Chapitre 103
(p. 122)
« Une erreur que commettent parfois les historiens de l'art :
ils tirent des conclusions
de ce qu'ils savent au lieu de les tirer
de ce qu'ils voient ».
Ainsi parlait François Fosca dans
Le XVIIIe siècle, de Watteau
à Tiepolo (1).
Gardons-nous bien de parler de l'art d'aujourd'hui au Vietnam
(ou ailleurs) si nous sommes historiens de rien du tout,
ne connaissant miette de l'art contemporain,
ne voyant que
ce que nous ne savons pas, afin de ne pas passer pour
des prétentieux ridicules.
Surtout, ne prenons pas ce ton faussement enthousiaste,
généralement employé avec les enfants qui montrent leur
gribouillis : Comme c'est beau ! C'est très bien, tu sais. Bravo !
Continue.
1. Éditions Albert Skira, Genève, 1952.
Chapitre 41
(p. 51-52)
My Tho est situé sur un bras du Mékong, à 72 kilomètres au
sud d'Ho Chi Minh-Ville. Avec plus de 100 000 habitants, c'est
la principale ville de la province du Tien Giang dans le delta
du Mékong.
Il semble que tout est dit de My Tho, une fois signalée
la pagode de Vinh Trang (étrange construction pour un
sanctuaire). Il faut se rendre dans les environs pour se souvenir
des célèbres batailles de Ap Bac (1963) et de Cay Lay en 1972.
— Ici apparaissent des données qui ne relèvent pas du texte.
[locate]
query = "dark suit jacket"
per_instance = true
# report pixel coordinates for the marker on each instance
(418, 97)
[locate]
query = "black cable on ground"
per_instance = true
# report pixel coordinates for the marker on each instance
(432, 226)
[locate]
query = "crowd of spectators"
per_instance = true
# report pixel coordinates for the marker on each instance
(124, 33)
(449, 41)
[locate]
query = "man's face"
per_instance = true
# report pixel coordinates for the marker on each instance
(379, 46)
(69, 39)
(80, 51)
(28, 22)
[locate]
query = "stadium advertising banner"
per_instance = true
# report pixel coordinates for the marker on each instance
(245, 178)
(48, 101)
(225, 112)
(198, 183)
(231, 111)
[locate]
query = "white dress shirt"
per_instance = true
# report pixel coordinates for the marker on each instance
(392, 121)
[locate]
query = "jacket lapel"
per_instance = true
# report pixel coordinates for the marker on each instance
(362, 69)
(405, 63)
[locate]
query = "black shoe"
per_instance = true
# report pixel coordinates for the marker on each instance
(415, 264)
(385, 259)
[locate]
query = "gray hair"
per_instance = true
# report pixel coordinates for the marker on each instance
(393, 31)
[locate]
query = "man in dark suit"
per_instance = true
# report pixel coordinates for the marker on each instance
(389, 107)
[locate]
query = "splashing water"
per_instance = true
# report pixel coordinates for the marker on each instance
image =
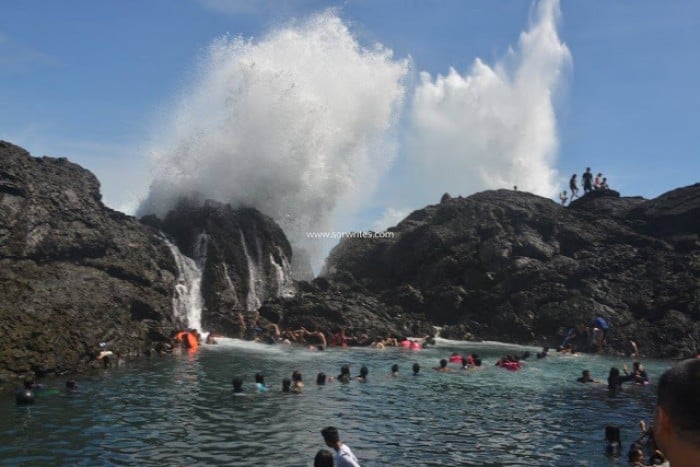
(292, 124)
(253, 301)
(187, 301)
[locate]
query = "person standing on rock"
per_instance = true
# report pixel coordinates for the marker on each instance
(573, 187)
(587, 178)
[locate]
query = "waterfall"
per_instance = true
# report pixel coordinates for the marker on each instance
(187, 301)
(253, 299)
(283, 275)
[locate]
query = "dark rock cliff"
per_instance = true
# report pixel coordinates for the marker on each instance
(513, 266)
(244, 256)
(73, 273)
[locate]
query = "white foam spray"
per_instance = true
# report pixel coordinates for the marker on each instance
(291, 124)
(490, 127)
(187, 300)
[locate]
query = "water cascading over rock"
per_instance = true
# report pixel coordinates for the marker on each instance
(243, 255)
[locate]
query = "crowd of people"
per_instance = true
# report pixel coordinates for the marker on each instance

Car, comme le reste du delta, la province de Tien Giang se
prêtait aux maquis et à la résistance, avec ses hautes herbes,
la forêt, les cours d'eau entremêlés. C'est pour cela qu'elle n'a
pas échappé aux pulvérisations de défoliants toxiques.
C'est aussi non loin de My Tho et en raison d'une nature hostile
qu'un médecin militaire, n'ayant pu sauver des soldats des
morsures de reptiles, a créé après la guerre une Ferme aux
serpents. On y élève aussi ours, singes, crocodiles…, toutes
bêtes permettant la préparation des sérums anti-venin,
onguents et remèdes traditionnels.
Comme pour confirmer le peu d'intérêt qu'offre My Tho, c'est
à côté qu'est né Doan Gioi (1925-1989). Cet écrivain, comme
d'autres du delta, a puisé quelques-uns de ses sujets dans
la résistance. Mieux que personne Doan Gioi a su décrire
la symbiose du paysan et de la nature, la relation intime reliant
l'homme du delta à son environnement.
C'est Ut Thao, la jeune fille de
La Forêt bruit, la nuit, qui,
le jour, assiste aux dévastations de la mangrove de U Minh,
proche de Ca Mau, par les hélicoptères US, et, la nuit, replante
la forêt de palétuviers, essentielle à la survie des paysans
résistants. « Sous la froide clarté de la lune la pirogue avançait
lentement, par saccades […] Elle remuait l'eau de sa main
gauche, tandis qu'avec la main droite elle piquait une baie de palétuvier dans la boue. Sur le marais immense, elle avait
l'air d'un petit crabe. Ces petits crabes qui roulent des boulettes
de sable sur la plage. »
Et, mieux que personne, Doan Gioi connaît la faune et la flore
du delta. Ses ouvrages en témoignent :
Forêts du Sud,
L'Appel
de la forêt ou l'histoire d'un sanglier domestiqué,
Les
Rhinocéros dans les forêts vertes, et surtout
Les étranges
histoires de poissons.
D'après les critiques vietnamiennes, ces œuvres sont riches
de renseignements sur les propriétés biologiques, la pêche,
la valeur économique de chaque espèce, et aussi certaines
légendes de poissons mentionnées dans des ouvrages anciens.
Son écrit
Ca Mu, ou
Le poisson Mu, nous ramène à My Tho où
se déguste ce poisson, dit « oreille d'éléphant ». Le poisson frit
est présenté sur la table comme s'il nageait et chaque convive
pique une bouchée avec ses baguettes, qu'il enveloppe dans une
feuille de salade avec un brin de coriandre.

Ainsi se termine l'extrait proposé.